Migrants and refugees from Nigeria, Guinea and across North Africa are leaving Libya's coast in droves, many fleeing war or persecution and others seeking better economic opportunities.

They often make the treacherous trip to southern Italy in flimsy rubber boats crammed with passengers and exposed to the elements.

Italy's Coast Guard said another 3,330 people were saved off the coast of Libya on Friday in 24 operations.

Around 12,700 people crossed the central Mediterranean in September, the European Union border agency Frontext reported Friday.

The Libyan Coast Guard reportedly complicated Friday's rescue efforts by attacking a migrant dinghy. Sea-Watch, a German humanitarian organization, said the attacks caused multiple deaths.

More than 145,000 migrants and refugees landed in Italy from Jan. 1 to Oct. 19, 2016. That's up from more than 139,000 people over the same period in 2015, the International Organization for Migration reported Oct. 21. 

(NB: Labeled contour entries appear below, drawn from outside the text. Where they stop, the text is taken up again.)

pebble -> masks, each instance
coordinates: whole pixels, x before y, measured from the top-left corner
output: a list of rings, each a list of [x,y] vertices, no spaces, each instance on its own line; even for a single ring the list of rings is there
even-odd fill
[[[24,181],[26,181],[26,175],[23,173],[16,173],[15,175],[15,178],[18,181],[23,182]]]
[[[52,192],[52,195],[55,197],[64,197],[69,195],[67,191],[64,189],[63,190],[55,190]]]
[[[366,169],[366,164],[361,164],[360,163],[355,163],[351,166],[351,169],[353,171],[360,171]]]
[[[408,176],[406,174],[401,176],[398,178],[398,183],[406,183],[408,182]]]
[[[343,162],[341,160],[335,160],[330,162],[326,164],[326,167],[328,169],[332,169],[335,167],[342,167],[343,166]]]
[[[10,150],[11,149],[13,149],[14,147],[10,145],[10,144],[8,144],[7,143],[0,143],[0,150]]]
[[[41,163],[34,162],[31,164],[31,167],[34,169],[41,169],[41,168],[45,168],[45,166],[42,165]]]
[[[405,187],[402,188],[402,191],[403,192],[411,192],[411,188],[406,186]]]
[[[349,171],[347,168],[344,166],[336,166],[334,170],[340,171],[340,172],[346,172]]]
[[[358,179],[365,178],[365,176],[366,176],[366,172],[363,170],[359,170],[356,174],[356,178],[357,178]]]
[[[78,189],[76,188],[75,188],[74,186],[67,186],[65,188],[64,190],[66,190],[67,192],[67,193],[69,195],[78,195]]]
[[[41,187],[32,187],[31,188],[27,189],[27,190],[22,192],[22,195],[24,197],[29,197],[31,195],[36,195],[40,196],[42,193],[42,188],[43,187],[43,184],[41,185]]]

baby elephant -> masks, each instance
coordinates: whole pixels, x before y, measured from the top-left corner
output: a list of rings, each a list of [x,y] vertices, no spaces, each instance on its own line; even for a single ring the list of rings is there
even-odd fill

Some 3,654 people have died trying to cross the Mediterranean in 2016, up from 3,138 deaths this time last year.

The majority of those deaths happened on the Central Mediterranean route between North Africa and Italy, although hundreds have died on the journey from Turkey to Greece via the Aegean Sea.

Image: international organization for migration

Around 168,800 refugees have arrived on the Greek islands so far this year, many fleeing brutal wars in Syria, Afghanistan, Pakistan and Iraq, according to the migration organization.

That's a drastic decline from this time last year, when nearly 515,000 refugees had arrived in Greece as of Oct. 21, 2015. Tougher migration policies in Europe and efforts to settle asylum seekers in Turkey have helped ease some of Greece's migration crisis.